As sessões-­‐debate DeCiDe encorajam os participantes a terem uma voz ativa sobre o assunto em questão, evita a inibição que é frequente quando se está perante comunicações de especialistas, faz apelo à experiência dos cidadãos e atribui valor essa mesma experiência e, por último, tendo cada sessão-­‐debate um formato de jogo atribui a cada sessão um caráter de divertimento e convívio. No entanto, esta metodologia tem também os seus pontos fracos: não tem caráter representativo de uma comunidade ou população; enquanto processo consultivo os resultados do processo devem ser articulados com outros métodos de tomada de decisão; pode criar conflitos entre participantes; melhora a eficácia com um facilitador/dinamizador de sessão experiente na metodologia e com boa capacidade de comunicação.
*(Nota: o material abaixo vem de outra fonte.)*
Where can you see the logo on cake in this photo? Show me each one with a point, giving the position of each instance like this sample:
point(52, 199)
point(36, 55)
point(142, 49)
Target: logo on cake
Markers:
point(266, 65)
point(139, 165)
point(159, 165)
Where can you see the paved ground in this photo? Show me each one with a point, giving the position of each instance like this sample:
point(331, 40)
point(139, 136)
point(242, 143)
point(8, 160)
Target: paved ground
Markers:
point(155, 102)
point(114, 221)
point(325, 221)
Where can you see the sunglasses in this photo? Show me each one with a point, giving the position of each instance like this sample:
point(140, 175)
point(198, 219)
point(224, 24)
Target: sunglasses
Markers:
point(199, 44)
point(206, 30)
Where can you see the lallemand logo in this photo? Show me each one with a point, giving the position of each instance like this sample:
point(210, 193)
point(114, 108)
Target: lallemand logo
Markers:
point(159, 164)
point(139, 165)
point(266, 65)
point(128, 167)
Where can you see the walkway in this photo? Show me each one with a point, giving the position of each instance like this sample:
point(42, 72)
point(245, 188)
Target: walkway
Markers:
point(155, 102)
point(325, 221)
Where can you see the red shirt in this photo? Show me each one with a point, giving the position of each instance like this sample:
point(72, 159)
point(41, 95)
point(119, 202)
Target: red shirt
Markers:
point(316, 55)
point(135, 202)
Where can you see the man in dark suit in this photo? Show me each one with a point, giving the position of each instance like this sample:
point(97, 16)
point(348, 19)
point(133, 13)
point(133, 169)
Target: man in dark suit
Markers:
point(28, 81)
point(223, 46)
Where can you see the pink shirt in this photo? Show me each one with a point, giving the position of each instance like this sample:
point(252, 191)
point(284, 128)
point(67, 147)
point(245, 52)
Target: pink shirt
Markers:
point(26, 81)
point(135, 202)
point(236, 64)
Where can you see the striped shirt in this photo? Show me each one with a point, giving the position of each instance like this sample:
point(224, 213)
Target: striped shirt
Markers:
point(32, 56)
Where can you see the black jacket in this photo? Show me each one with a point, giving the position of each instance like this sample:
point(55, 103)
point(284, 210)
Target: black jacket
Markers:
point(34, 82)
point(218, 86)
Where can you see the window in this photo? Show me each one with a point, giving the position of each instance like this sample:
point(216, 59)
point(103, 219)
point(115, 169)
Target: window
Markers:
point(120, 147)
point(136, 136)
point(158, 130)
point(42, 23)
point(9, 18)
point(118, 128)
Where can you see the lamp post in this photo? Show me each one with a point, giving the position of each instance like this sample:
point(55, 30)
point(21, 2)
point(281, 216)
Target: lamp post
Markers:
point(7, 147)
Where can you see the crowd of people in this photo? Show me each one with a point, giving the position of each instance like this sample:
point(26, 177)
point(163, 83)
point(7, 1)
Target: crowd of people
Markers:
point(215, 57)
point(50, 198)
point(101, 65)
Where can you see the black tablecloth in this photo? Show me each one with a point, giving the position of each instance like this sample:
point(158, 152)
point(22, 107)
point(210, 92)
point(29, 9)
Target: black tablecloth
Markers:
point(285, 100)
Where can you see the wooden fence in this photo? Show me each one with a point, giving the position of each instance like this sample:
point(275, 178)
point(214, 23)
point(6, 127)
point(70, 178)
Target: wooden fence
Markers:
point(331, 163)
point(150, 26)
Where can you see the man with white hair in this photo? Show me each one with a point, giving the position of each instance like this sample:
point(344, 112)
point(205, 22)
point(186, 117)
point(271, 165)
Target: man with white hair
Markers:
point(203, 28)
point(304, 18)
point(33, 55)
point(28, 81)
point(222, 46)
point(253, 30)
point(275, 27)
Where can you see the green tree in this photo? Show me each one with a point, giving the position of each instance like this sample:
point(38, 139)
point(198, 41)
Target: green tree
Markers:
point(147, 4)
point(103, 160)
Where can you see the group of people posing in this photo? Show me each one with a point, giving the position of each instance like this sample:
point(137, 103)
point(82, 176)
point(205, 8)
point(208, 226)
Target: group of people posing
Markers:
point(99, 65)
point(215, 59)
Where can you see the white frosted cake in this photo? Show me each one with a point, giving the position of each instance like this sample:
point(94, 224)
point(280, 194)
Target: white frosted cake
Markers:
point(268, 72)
NOTAS 1. O projeto Decide, financiado no âmbito do quadro de programas europeus FP6 adaptou os conteúdos do Democs, para promover debates sobre temas de ciência. Foram desenvolvidos sete temas: Células Estaminais, Diagnóstico Genético Pré-­‐Implantação, VIH-­‐SIDA, Organismo Geneticamente Modificados, Xenotransplantes, Alterações Climáticas, Nanotecnologia. Os debates Play-­‐Decide, no âmbito daquele projeto europeu, realizaram-­‐se na sua maioria entre 2004 e 2008, em centros de ciência, universidades e escolas, um pouco por toda a Europa. Em 2007, a SETEPÉS, no âmbito de um financiamento da Agência Ciência Viva, realizou sessões-­‐debate DeCiDe sobre aqueles temas, em centros de ciência, bibliotecas, museus e cafés de 11 cidades de norte a sul de Portugal, com a participação de 756 pessoas. Em 2009, desenhou novos conteúdos, agora sobre o tema “A Europa dos Resultados” para um projeto do Centro Informação Europeia Jacques Delors, com o qual realizou sessões de formação para professores em dezenas de Escolas Secundárias do pais. Em 2011-­‐2012, no âmbito de um estudo sobre o Centro Histórico de Guimarães (Estudo Multidisciplinar Centro Histórico de Guimarães) utilizou aquela metodologia enquanto processo de audição de cidadãos daquela cidade (forma realizadas 4 sessões-­‐debate num total de 250 cidadãos).